Aged 12 he wrote to the producers of the BBC’s Children’s Hour to tell them that he was better than any of the child actors they were using. His subsequent audition earned him radio work which lasted through his teens, and brought him some theatre, film and television roles.

And this is wondrous:

Expelled from stage school for rabble-rousing, at 17 Warren ran away to London

How can you rabble rouse in a stage school?

This is a bit trite:

Warren was proud of having created Coronation Street, and of having fans of the calibre of the poet laureate Sir John Betjeman, who likened the soap to The Pickwick Papers. When the Queen – herself apparently a fan – visited the new Coronation Street set at the Granada studios in 1983, she asked Warren: “Where is the real Coronation Street?” He replied: “In the hearts and minds of your subjects, Ma’am.”

But a good innings overall, a very good innings.

10 thoughts on “The North is a different place, isn’t it?”

  1. Weird isn’t it. Born in the NW near Southport, lived in Newcastle; for one awful year in London and now in West Yorkshire. I have never seen a single episode of Coronation St. Or Eastenders.

  2. I happened to catch the very first episode of Coronation Street which was intriguing but not really my thing. Quite a few years later I did follow it quite closely when it was closely observed, wryly humorous and not much happened. I remember an episode when a chap died when watching a bowls match. One of the older women in the series had started a gentle courtship with him. It was a scene handled with sensitivity and quietness. It was very moving. Then there was the episode when Ken left Wendy (I think it was) to go back to his wife. No hysterics or fights. She just let fall a silent tear. Again very moving because so understated. Now I avoid it like the plague, or like Eastenders – same thing – shrieking fishwives and thuggish blokes. I suppose a tribute to state education and feminism.

  3. Daedalus

    “Born in the NW near Southport” is about as curious a phrase as I have read for a while. When in the North East did you by any chance live in Newcastle near to Whitley Bay? 

  4. Yes, championship clog dancing is seldom seen in Carshalton Beeches though I gather Fred Dibnah was very popular in those latitudes when he was in his pomp.

    The impressive thing about Warren is that he had a viable prototype of Corrie fully formed by the time he was 23 and that it has worked ever since.

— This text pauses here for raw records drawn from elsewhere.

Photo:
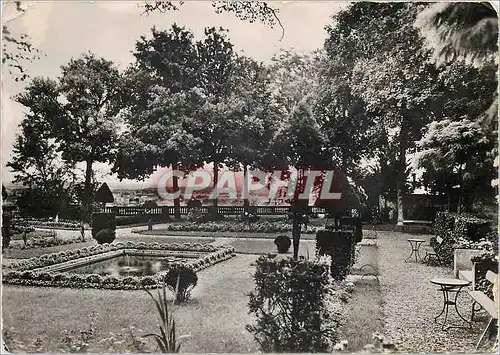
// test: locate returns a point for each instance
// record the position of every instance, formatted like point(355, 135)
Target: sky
point(62, 30)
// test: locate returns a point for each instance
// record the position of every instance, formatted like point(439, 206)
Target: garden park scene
point(236, 176)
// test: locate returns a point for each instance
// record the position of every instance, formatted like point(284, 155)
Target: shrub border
point(37, 271)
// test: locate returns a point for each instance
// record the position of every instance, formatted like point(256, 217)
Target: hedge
point(294, 305)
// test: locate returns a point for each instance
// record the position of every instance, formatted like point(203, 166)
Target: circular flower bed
point(30, 272)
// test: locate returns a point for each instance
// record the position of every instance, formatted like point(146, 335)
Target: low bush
point(283, 243)
point(340, 246)
point(482, 263)
point(102, 221)
point(183, 278)
point(294, 305)
point(455, 230)
point(105, 236)
point(232, 226)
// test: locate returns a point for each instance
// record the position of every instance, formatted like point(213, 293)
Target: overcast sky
point(63, 30)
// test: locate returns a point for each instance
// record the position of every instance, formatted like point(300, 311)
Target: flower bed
point(37, 271)
point(233, 226)
point(47, 223)
point(45, 242)
point(482, 244)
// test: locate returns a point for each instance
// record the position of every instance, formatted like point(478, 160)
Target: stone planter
point(461, 260)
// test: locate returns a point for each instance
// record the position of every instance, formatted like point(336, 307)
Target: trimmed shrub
point(283, 243)
point(340, 246)
point(292, 301)
point(102, 221)
point(105, 236)
point(454, 228)
point(148, 281)
point(187, 280)
point(471, 228)
point(483, 263)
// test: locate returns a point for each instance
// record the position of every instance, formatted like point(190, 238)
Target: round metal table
point(415, 246)
point(447, 286)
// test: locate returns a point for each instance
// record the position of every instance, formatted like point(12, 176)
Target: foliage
point(340, 246)
point(231, 226)
point(36, 162)
point(104, 194)
point(457, 153)
point(70, 120)
point(283, 243)
point(166, 339)
point(481, 267)
point(465, 31)
point(373, 87)
point(454, 229)
point(16, 50)
point(251, 11)
point(181, 279)
point(102, 221)
point(194, 215)
point(105, 236)
point(294, 304)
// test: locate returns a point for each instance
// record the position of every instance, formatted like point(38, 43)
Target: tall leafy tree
point(256, 113)
point(178, 107)
point(80, 110)
point(455, 153)
point(299, 143)
point(36, 161)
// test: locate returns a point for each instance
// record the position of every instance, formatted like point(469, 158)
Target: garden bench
point(486, 303)
point(430, 252)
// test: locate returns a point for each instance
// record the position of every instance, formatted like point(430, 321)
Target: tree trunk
point(87, 192)
point(216, 180)
point(245, 189)
point(401, 173)
point(448, 199)
point(175, 186)
point(296, 228)
point(297, 214)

  5. My memory of Coronation St in my teenage years was (i) it moved very slowly, so you could do homework on your knee, looking up occasionally to see if there had been any progress, (ii) on the whole it took a warm view of life, (ii) it had the merits mikef described above.

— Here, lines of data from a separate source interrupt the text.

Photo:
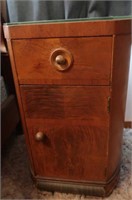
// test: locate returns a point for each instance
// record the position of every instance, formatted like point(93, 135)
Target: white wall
point(128, 114)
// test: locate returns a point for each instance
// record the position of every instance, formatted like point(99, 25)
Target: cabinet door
point(74, 124)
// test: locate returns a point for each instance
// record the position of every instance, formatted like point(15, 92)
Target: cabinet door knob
point(60, 60)
point(39, 136)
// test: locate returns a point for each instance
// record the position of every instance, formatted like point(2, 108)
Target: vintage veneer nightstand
point(71, 83)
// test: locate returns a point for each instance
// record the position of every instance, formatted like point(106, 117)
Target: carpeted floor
point(17, 183)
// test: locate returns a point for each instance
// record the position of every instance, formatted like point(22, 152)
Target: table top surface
point(110, 18)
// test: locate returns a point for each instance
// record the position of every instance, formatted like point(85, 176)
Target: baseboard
point(128, 124)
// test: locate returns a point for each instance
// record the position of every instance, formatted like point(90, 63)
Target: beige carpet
point(17, 183)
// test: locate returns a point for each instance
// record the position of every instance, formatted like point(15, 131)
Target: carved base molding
point(101, 189)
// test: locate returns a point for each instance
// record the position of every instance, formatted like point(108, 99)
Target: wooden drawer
point(67, 102)
point(91, 60)
point(68, 151)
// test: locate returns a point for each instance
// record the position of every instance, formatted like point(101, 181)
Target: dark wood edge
point(68, 29)
point(101, 189)
point(17, 87)
point(128, 124)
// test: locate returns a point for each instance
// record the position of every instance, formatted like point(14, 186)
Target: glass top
point(70, 20)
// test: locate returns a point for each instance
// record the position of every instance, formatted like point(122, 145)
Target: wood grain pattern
point(121, 55)
point(83, 132)
point(69, 152)
point(92, 61)
point(68, 29)
point(66, 102)
point(17, 88)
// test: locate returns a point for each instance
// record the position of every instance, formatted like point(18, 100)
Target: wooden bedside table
point(71, 84)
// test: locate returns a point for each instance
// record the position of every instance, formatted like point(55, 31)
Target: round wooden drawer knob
point(39, 136)
point(61, 59)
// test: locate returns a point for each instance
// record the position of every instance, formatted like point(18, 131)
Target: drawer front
point(66, 102)
point(68, 130)
point(79, 60)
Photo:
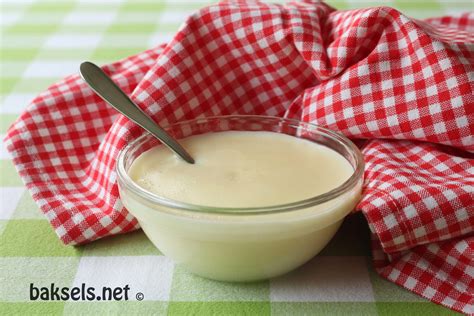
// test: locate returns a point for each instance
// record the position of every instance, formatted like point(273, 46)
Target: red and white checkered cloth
point(402, 85)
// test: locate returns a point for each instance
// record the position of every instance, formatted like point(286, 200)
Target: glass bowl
point(241, 244)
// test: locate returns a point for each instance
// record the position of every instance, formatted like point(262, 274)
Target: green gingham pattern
point(43, 41)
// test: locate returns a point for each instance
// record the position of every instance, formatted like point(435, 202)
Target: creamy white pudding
point(242, 169)
point(216, 218)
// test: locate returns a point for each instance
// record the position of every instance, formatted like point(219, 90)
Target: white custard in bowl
point(239, 213)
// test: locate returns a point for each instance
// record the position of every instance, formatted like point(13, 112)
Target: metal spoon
point(113, 95)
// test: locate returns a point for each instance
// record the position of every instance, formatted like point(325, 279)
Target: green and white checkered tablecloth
point(42, 41)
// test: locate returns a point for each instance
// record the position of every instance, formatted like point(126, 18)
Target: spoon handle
point(113, 95)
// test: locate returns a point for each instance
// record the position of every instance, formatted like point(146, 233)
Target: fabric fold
point(402, 87)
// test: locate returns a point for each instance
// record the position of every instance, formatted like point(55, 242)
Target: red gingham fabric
point(402, 88)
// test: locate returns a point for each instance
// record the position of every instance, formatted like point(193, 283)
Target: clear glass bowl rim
point(128, 184)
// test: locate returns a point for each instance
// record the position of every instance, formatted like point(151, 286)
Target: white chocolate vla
point(241, 170)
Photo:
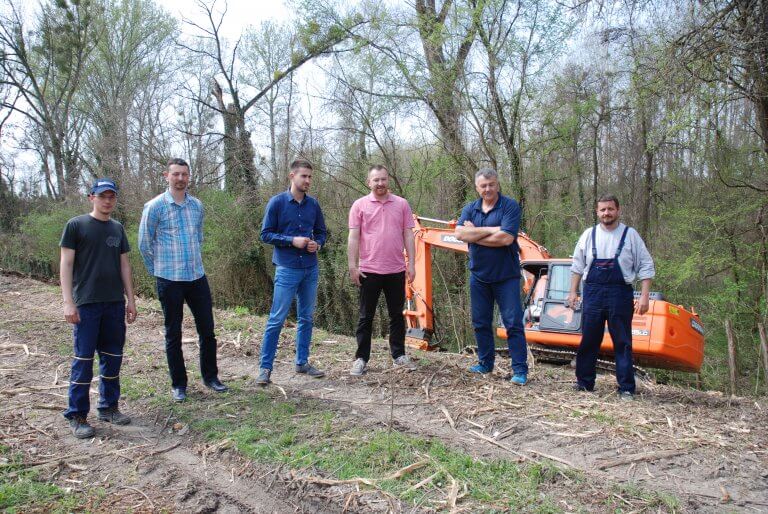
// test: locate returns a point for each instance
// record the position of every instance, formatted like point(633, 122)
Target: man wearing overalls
point(613, 256)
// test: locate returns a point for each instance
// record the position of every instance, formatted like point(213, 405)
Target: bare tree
point(45, 67)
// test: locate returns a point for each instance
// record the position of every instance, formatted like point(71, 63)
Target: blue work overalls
point(606, 297)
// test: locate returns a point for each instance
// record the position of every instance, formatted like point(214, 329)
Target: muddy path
point(707, 451)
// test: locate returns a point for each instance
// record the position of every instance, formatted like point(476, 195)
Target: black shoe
point(80, 428)
point(114, 416)
point(626, 396)
point(263, 378)
point(179, 394)
point(216, 385)
point(310, 370)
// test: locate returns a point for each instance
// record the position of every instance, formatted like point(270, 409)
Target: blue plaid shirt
point(171, 237)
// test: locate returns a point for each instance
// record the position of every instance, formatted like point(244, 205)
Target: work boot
point(358, 368)
point(480, 368)
point(519, 379)
point(113, 415)
point(179, 394)
point(263, 378)
point(309, 370)
point(216, 385)
point(80, 427)
point(405, 362)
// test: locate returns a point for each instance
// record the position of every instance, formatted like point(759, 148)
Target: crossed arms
point(492, 237)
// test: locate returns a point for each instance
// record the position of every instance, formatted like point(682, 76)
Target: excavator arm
point(668, 336)
point(419, 313)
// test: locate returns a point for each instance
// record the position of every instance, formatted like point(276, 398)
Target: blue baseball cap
point(103, 184)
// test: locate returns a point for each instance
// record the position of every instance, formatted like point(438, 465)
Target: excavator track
point(566, 356)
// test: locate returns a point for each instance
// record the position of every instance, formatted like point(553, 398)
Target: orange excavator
point(667, 336)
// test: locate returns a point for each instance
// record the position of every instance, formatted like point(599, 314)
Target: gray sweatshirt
point(635, 261)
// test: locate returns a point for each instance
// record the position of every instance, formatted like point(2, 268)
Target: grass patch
point(304, 434)
point(650, 501)
point(21, 490)
point(604, 418)
point(135, 387)
point(234, 324)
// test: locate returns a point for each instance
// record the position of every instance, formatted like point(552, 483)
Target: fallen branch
point(639, 457)
point(367, 481)
point(169, 448)
point(553, 458)
point(448, 416)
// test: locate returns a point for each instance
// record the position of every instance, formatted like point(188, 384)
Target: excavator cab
point(668, 336)
point(555, 315)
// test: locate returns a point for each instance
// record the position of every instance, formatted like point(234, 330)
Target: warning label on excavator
point(448, 238)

    For a mass show, really pretty darn good.

    Just the opposite of the appalling Eastenders, in fact. Though that might reflect, in part, the difference between Lancastrians and Cockneys.

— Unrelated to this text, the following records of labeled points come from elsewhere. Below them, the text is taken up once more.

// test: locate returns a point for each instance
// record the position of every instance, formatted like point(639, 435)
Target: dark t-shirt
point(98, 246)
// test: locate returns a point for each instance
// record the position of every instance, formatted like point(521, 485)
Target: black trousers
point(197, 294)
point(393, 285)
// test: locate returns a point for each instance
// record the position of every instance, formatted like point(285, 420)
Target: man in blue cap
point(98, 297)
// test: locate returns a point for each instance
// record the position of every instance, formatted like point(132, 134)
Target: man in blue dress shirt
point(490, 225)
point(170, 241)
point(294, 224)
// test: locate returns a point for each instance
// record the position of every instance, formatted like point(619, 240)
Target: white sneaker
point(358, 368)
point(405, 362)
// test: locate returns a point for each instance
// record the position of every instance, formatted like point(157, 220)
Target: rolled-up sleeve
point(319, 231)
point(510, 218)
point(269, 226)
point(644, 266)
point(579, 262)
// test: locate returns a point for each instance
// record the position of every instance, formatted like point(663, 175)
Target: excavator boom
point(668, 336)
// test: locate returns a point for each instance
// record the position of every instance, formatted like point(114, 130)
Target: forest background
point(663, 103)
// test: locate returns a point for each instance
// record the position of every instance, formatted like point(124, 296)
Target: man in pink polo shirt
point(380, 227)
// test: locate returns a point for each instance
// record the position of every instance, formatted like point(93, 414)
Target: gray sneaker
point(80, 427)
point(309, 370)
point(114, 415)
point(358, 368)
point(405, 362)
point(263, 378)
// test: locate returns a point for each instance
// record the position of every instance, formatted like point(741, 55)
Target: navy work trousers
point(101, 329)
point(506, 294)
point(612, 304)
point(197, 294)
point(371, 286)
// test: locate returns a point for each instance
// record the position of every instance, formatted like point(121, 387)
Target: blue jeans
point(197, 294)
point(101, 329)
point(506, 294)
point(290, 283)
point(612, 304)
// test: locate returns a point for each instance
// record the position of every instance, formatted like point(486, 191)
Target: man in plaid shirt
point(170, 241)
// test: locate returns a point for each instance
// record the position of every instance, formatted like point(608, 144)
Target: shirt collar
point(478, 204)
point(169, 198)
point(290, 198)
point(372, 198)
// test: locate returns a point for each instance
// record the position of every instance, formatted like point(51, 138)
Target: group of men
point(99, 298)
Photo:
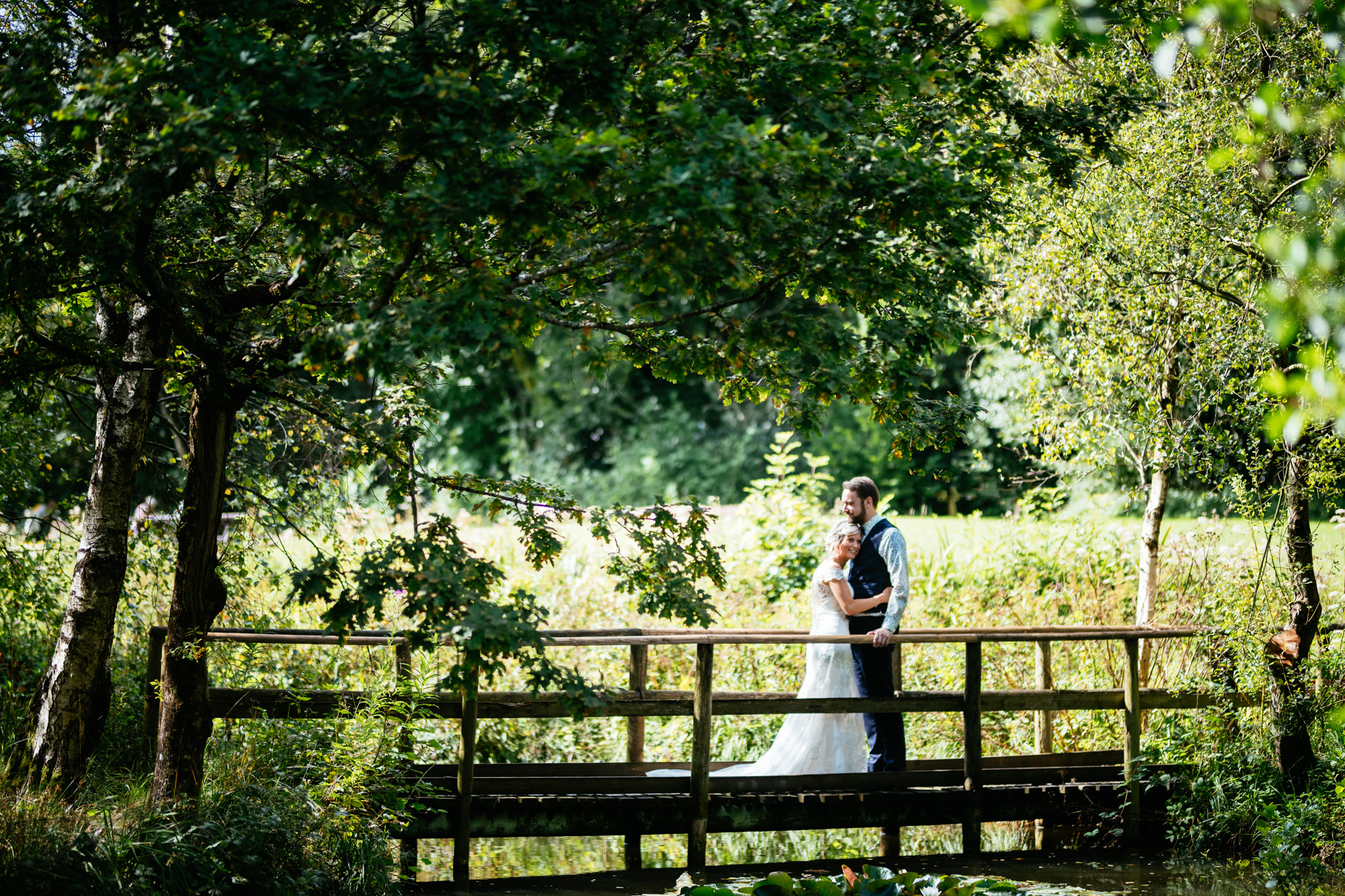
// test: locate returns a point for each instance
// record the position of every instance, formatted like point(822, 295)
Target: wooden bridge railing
point(704, 703)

  6. “Multilingual fruit importer”? Not sure why the multilingual bit is necessary, or clear. Did he import multilingual fruit or did he import fruit and also spoke many languages?

    “Tall fruit importer” or “dark haired fruit importer” would have been equally as meaningless.

  7. Emmerdale Farm used to follow the Corrie model, then lurched into Eastenders mode, or even ’24’ mode, with plane crashes and various massacres unlikely in a remote Derbyshire farming community.

    Plus they dropped the ‘Farm’ bit, presumably to be “more relevant”, despite the show being primarily about farms.

  8. Ironman.

    Comes from tying to type on a 7″ tablet. Economy is needed.
    In the NE I lived in Walker, Heaton and Gosforth. Mother in law still lives in Tynemouth.